Yapılan araştırma sonuçları, Türkiye’de, Suriyelilere duyulan “karşıtlık”ın Türkiye genelinde son derece yüksek olduğunu gösteriyor, siyasi parti tercihlerine göre göçmenlere, sığınmacılara bakışta farklılık ise neredeyse yok gibi, “CHP’li, AKP’li ve MHP’li arasında bu konuda hiçbir farklılık yok. Bu konuda HDP seçmeni daha olumlu görüş bildiriyordu, son dönemde medyada, yıkılan ve kamulaştırılmaya çalışılan Kürt kentlerine Suriyeli mültecilerin yerleştirileceği haberleri, Kürtler içinde özellikle de HDP dışı “Kürt milliyetçi” parti ve kişilerde gündem olmaya başladı. Bu durum böyle devam ederse bu karşıtlığın HDP seçmeninde de yaygınlaşacağı öngörülebilir. Kürtler son otuz yılını, iç göçle geçiren, son yıllarda yeniden zorla boşaltılan köylerine, topraklarına dönmeye başlamıştı, Kobanî direnişiyle birlikte de Kürtlerde hızla “toprağına aitlik ve bağlılık” duyguları hızla artmış, inşa edilen kimliğin önemli bir unsuru haline gelmişti. Son bir yılda kentlerde yaşanan çatışma ve yıkıma rağmen batıya göçün çok az olmasında, bu duygunun büyük rolü olduğunu düşünüyorum. Ve de yaşanan çatışma ve kayıpların büyüklüğünün etkisiyle, yıkılan tarihî kentlerin ve bu mekânların yok olmasının, toplumun hafızasındaki travmatik etkilerinin hâlâ ortaya çıkmadığı kanısındayım.
Mültecilerin yapılacak böyle bir davete icabet edip etmeyeceği ise henüz bilinmiyor.
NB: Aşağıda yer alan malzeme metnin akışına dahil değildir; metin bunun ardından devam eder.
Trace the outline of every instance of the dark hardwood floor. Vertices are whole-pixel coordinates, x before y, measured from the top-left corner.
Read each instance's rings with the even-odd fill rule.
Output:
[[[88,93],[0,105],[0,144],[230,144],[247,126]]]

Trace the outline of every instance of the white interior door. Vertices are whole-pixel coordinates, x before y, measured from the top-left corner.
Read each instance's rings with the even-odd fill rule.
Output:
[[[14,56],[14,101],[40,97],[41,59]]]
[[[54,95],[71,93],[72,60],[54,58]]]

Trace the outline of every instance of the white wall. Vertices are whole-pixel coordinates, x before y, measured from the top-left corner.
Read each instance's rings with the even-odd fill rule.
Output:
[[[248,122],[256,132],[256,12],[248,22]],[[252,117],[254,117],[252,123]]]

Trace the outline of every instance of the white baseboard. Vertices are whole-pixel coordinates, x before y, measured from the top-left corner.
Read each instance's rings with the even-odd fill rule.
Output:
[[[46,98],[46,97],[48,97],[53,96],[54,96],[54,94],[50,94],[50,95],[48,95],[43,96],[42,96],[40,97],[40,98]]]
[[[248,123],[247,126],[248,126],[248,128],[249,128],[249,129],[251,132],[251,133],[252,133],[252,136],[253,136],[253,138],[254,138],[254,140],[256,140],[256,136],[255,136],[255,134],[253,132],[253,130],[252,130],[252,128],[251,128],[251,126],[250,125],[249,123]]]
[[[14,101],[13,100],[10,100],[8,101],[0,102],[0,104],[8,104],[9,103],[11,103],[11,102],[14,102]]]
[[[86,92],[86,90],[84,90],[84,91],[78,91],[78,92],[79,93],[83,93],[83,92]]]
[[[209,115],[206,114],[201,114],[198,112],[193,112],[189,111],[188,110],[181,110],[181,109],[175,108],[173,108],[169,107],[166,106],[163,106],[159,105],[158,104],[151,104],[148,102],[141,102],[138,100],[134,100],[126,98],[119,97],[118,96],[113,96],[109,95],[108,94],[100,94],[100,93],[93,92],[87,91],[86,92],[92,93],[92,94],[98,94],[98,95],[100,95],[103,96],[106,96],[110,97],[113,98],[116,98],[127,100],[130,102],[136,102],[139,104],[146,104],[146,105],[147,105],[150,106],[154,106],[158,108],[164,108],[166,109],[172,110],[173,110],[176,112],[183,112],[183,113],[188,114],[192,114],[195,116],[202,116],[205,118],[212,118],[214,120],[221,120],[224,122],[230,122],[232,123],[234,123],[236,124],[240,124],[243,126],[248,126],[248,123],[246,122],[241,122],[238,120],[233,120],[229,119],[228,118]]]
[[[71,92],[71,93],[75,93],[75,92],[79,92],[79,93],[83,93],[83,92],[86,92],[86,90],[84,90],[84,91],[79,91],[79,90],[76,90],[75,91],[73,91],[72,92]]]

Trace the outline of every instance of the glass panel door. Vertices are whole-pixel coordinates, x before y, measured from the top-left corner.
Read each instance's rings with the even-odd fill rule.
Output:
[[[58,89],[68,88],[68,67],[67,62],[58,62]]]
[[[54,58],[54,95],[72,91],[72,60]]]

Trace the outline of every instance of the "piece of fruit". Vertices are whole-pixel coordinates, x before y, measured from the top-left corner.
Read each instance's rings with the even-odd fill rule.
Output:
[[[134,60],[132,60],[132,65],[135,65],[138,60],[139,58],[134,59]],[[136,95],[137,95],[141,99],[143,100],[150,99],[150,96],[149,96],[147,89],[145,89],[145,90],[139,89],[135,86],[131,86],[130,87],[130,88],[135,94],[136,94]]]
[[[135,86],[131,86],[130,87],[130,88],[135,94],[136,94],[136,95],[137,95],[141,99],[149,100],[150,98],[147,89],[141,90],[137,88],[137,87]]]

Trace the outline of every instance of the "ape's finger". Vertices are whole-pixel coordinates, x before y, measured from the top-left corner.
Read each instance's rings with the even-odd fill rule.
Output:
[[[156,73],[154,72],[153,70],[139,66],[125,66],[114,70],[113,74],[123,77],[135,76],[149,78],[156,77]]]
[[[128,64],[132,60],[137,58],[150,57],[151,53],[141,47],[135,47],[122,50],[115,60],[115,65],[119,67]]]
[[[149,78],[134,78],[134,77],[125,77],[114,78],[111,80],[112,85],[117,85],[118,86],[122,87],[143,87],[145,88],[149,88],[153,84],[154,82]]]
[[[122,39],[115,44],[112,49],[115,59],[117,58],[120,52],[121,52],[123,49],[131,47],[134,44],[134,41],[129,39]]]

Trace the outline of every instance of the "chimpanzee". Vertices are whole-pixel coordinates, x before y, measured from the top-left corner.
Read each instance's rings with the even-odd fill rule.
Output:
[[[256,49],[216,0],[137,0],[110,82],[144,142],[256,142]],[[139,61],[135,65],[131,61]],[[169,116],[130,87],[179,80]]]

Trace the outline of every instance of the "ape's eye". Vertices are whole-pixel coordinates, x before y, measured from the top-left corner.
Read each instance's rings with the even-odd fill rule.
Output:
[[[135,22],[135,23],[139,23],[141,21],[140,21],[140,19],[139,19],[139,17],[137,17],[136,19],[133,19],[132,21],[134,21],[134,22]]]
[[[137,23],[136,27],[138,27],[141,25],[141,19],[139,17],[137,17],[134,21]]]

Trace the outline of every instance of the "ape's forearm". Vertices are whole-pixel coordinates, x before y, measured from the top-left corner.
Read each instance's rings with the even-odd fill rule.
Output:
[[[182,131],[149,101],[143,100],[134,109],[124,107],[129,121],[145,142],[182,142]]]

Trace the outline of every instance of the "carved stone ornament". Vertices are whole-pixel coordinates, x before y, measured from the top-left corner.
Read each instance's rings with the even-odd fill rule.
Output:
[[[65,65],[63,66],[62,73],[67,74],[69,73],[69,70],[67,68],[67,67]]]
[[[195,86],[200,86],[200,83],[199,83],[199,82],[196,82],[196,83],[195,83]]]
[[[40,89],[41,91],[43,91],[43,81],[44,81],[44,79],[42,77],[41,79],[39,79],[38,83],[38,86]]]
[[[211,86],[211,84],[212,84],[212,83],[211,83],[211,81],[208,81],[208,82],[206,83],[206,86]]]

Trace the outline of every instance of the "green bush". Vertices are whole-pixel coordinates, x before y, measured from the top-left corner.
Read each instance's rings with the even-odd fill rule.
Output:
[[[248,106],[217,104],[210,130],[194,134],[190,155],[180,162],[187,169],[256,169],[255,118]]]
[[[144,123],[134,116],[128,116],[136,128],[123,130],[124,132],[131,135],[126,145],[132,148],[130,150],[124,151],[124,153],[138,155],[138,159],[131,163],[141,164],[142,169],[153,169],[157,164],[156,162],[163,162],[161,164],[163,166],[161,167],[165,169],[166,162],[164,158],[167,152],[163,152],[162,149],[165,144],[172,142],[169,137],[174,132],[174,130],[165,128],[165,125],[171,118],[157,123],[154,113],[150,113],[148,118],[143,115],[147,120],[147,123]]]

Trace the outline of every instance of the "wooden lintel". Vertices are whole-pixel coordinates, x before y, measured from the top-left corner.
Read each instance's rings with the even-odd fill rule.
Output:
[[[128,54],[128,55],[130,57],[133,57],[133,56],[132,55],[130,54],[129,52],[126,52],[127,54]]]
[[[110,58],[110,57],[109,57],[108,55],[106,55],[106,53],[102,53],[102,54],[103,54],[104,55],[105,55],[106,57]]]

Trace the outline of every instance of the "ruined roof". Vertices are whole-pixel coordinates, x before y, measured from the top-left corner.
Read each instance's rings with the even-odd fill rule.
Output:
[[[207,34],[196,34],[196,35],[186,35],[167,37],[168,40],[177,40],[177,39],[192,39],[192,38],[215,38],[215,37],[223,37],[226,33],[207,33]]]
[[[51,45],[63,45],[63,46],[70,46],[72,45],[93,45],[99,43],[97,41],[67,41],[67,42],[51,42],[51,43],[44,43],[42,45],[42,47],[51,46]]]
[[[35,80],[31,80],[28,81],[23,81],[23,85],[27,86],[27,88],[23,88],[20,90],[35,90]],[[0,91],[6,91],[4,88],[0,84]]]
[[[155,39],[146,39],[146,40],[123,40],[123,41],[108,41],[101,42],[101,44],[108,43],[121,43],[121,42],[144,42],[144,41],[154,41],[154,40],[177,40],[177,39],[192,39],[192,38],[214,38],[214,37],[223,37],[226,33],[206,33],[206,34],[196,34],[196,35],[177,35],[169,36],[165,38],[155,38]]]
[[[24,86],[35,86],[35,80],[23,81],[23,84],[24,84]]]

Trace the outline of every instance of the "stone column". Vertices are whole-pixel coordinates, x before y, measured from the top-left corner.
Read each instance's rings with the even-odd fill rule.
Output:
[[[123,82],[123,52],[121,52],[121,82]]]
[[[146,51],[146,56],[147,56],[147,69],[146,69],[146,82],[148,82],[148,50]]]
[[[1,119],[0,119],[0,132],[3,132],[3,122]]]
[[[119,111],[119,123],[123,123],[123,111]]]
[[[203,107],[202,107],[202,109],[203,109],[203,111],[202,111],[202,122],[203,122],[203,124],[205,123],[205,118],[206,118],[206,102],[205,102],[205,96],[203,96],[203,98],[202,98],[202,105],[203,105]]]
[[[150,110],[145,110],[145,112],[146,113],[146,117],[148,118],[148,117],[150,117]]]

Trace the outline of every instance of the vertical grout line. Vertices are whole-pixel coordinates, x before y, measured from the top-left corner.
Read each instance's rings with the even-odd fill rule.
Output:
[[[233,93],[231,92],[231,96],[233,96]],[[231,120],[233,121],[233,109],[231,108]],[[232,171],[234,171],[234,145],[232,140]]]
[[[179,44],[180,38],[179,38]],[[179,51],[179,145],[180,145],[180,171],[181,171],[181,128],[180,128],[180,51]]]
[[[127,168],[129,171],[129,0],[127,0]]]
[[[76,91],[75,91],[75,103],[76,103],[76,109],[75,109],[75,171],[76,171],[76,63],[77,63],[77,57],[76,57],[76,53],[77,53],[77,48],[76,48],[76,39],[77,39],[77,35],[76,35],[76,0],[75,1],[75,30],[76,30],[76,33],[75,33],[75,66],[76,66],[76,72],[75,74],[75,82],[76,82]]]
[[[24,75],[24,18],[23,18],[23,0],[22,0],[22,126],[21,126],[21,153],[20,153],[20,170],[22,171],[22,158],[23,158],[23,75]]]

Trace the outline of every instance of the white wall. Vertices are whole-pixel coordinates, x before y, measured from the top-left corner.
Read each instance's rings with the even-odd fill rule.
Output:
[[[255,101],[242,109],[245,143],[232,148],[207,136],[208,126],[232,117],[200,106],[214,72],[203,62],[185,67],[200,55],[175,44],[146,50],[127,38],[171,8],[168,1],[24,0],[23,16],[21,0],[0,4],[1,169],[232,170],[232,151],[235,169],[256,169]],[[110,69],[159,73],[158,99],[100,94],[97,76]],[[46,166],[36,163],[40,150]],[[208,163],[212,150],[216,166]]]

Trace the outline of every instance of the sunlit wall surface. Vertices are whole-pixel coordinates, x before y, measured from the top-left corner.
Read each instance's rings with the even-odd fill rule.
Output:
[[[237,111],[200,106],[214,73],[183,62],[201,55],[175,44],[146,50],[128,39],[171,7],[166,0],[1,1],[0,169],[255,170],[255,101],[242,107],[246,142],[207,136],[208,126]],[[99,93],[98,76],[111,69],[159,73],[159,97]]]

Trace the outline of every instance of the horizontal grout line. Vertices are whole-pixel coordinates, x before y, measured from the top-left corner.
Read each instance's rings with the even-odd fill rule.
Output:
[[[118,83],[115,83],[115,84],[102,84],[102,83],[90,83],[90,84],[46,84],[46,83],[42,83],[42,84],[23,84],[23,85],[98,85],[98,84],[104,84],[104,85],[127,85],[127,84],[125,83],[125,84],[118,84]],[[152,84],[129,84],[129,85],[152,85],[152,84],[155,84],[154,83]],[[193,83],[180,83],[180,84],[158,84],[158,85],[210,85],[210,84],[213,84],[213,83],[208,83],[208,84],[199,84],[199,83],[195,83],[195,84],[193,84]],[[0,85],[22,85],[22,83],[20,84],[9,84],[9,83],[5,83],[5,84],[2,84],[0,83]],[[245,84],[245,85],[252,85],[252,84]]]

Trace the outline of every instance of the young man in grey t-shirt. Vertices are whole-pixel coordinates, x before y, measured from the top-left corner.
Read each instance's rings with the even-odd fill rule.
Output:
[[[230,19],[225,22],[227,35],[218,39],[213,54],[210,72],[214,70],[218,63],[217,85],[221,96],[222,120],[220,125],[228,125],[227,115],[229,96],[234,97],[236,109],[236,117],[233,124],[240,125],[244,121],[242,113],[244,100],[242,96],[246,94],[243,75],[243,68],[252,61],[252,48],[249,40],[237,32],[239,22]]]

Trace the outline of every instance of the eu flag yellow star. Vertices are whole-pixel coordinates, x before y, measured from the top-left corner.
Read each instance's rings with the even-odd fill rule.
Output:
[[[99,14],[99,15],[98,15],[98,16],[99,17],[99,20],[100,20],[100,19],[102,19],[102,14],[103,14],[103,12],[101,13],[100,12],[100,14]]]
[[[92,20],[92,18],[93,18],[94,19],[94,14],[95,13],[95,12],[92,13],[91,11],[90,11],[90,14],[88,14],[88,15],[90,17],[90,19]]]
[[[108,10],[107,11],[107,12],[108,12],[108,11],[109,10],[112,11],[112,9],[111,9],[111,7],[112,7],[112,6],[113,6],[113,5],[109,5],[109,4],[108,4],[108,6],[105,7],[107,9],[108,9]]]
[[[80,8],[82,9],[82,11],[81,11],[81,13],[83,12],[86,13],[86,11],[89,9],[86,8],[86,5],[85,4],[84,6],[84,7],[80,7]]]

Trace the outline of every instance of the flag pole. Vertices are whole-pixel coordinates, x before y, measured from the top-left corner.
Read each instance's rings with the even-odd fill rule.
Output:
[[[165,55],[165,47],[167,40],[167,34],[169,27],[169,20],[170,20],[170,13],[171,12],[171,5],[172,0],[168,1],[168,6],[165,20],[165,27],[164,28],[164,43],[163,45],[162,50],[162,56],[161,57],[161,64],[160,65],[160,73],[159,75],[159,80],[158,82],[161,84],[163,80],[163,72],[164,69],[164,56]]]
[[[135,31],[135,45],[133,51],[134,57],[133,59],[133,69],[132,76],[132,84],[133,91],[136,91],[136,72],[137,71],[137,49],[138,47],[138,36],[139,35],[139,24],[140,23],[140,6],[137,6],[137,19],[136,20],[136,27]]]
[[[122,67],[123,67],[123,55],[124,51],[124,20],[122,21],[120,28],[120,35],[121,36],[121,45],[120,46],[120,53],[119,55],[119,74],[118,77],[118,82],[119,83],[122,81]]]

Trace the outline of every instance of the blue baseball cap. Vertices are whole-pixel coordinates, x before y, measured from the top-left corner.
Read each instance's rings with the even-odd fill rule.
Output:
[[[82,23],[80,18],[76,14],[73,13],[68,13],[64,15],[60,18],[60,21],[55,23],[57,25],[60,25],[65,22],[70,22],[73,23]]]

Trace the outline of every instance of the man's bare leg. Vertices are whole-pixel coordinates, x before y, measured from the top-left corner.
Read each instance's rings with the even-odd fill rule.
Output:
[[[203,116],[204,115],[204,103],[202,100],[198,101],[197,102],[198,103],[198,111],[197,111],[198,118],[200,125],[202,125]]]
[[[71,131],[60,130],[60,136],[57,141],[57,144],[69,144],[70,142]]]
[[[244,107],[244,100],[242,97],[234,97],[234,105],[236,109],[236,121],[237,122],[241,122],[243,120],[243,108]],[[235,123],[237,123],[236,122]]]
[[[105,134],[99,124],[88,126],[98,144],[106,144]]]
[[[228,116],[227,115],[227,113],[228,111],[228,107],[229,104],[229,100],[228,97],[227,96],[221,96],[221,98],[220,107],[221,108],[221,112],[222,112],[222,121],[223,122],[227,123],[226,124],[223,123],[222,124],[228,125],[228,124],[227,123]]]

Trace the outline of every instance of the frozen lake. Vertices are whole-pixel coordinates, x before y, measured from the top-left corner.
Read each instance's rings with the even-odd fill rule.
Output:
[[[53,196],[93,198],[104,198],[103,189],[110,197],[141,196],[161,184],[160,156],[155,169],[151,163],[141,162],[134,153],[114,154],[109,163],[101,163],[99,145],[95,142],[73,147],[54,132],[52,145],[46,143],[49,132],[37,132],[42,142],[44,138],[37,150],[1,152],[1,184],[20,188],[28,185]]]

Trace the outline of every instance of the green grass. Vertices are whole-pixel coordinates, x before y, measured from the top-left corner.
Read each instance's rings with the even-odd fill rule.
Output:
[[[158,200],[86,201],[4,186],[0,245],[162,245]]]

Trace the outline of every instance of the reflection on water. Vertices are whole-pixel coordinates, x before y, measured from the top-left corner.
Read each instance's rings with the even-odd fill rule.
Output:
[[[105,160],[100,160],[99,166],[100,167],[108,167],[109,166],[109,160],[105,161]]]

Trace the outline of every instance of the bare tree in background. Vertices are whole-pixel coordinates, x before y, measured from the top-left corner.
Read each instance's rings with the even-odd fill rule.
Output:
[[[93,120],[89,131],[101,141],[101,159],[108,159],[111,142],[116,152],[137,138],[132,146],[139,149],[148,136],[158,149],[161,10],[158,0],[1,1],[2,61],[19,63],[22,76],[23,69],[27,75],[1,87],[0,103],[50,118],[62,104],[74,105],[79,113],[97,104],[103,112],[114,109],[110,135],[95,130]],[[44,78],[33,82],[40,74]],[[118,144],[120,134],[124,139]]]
Beş yılı aşkın süredir, mülteci statüsü bile verilmeden bu ülkede yaşamaya çalışan, ucuz işgücü olarak memleketin her sathına dağılan, çocuk, kadın, erkek denilmeden, emek piyasasına ucuz işgücü olarak satılan bu insanlar, “Muhacir diyen Ensar da, göçmen, mülteci, Arap diyen de bizi sömürüyor. Doktorumuz, mühendisimiz, öğretmenimiz, kadınlarımız, çocuklarımız da, biz de köle gibi çalıştırılıyoruz ama ancak karnımızı doyurabiliyoruz,” diyor, sesini kimseye duyuramıyorlardı.
Sokakta, atölyede, parkta, toplu taşıma araçlarında, her türlü kamusal alanda dışlanan bu insanlar şimdi başka bir hesabın içine çekilmeye çalışılmakta, iç siyaset malzemesi haline getirilmeye çalışılmaktadır. Ülkelerindeki rejim tarafından kentleri, evleri yıkılan, kültürel mirasları yok edilen, fabrikasındaki makineden, müzesindeki tarihî esere kadar her şeyi haraç mezat satılan, geleceğe dair umutları, uğruna yüz binlerce gençlerini yitirdikleri “devrimleri” çalınan bu insanları yeni bir çatışma odağı haline getirmek, en hafif tabirle “vicdansızlıktır”…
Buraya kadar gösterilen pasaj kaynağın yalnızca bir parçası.